Bununla birlikte Trump ABD’sinin aynı yöntemi çok daha geniş bir arazide uyguladığını belirtmek gerekiyor. Amaç DEAŞ’ı bitirmek olduğundan ve DEAŞ da yaygın bir yapıya sahip olduğundan ABD, pek karaya ayak basma riskine girmeden havadan bu geniş araziyi temizleme gayreti gösteriyor. Tabi bu arada sadece DEAŞ’lılar değil çoluk çocuk çok sayıda sivil ve masum insan da hedefe girmiş oluyor. Muhtemelen amaç çok ulvi olduğu için sivil ölümleri teferruat olarak görülüyor.
Hattı müdafaa
Amacın büyüklüğü karşısında Suriye’de her kesimden insanın ölmesini ayrıntı olarak gören sadece ABD değil. Rusya’nın da benzer bir eğilimi söz konusu. Hatırlanacağı gibi Rejim güçlerinin sivilleri kimyasal silahlarla öldürdüğü iddiaları karşısında Rusya hararetle Esad’ı savunmuştu. Ayrıca, Rus güçlerinin de DEAŞ’la mücadele kapsamında sivil ölümlerinde payı olmadığını söylemek mümkün değil.

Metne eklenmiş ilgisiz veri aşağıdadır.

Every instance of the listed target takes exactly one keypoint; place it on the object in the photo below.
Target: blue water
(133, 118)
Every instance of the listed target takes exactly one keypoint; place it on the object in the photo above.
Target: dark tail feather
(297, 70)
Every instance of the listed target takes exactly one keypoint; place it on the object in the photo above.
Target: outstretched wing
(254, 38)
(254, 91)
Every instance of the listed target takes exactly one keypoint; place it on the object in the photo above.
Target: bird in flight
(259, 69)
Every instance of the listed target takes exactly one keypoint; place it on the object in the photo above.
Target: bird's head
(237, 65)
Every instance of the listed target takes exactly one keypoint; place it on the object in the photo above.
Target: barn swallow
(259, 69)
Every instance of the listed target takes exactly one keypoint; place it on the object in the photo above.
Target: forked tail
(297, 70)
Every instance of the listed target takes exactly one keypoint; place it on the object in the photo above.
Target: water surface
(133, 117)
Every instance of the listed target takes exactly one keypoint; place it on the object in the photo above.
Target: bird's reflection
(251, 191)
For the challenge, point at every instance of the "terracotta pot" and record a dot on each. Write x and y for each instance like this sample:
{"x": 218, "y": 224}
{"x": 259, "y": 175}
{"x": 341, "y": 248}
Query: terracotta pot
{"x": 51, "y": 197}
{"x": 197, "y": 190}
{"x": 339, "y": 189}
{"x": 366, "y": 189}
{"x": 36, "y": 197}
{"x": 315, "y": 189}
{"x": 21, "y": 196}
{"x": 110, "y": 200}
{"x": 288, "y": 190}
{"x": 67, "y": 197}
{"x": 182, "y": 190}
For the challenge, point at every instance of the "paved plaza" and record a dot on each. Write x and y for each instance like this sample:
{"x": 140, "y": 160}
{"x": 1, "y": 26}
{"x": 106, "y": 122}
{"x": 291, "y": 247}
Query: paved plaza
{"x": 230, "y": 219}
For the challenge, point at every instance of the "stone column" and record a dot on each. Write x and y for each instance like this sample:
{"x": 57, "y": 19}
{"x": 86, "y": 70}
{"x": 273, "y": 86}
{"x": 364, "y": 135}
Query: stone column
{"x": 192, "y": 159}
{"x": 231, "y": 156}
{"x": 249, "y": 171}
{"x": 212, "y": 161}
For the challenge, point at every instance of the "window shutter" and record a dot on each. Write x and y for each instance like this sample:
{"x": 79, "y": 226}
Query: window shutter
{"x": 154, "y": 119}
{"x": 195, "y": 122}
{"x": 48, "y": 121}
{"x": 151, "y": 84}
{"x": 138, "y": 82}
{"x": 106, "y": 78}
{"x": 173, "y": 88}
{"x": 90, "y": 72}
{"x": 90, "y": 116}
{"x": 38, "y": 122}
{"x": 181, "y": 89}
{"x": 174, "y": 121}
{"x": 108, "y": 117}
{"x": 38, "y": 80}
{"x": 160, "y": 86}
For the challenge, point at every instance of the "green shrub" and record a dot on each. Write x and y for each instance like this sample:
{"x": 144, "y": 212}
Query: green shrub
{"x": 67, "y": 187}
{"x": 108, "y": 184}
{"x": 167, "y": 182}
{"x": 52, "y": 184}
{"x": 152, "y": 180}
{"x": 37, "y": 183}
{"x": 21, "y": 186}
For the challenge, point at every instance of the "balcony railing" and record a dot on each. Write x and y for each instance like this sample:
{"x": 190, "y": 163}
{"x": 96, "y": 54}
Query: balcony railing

Komşumuza yapılan bu “dokunmaların”, ülkede yaşayan insanların, Müslümanların nasıl daha iyi koşullarda yaşayabilecekleri yolundaki bir kaygıya dayanmadığı açık. Suriye meselesi, DEAŞ’la mücadele başlığı altında giderek ABD ile Rusya’yı karşı karşıya getiren yeni bir “Küba Krizi” gibi. Denetimli bir gerilim yaşanıyor, bu yolla bir yandan Trump’ın Rusya ile dost olmadığı ya da olmaması gerektiği ispatlanırken öte yandan Fırat’ın Doğusu, Fırat’ın Batısı gibi hatlarla tarafların konumlanmaları teyit edilmiş oluyor.
DEAŞ’ın Londra’da eylemler yapması, Müslüman karşıtı grupları harekete geçirip karşı eylem yapma yolunu açıyor; bu gidişin ne tür dramatik sonuçları olacağını bilenler, “Müslüman komşuma dokunma” diyor. Benzer durum Suriye’de uzun süredir yaşanıyor. Ancak anlaşılan o ki Ortadoğu kimseye komşu olarak görülmüyor.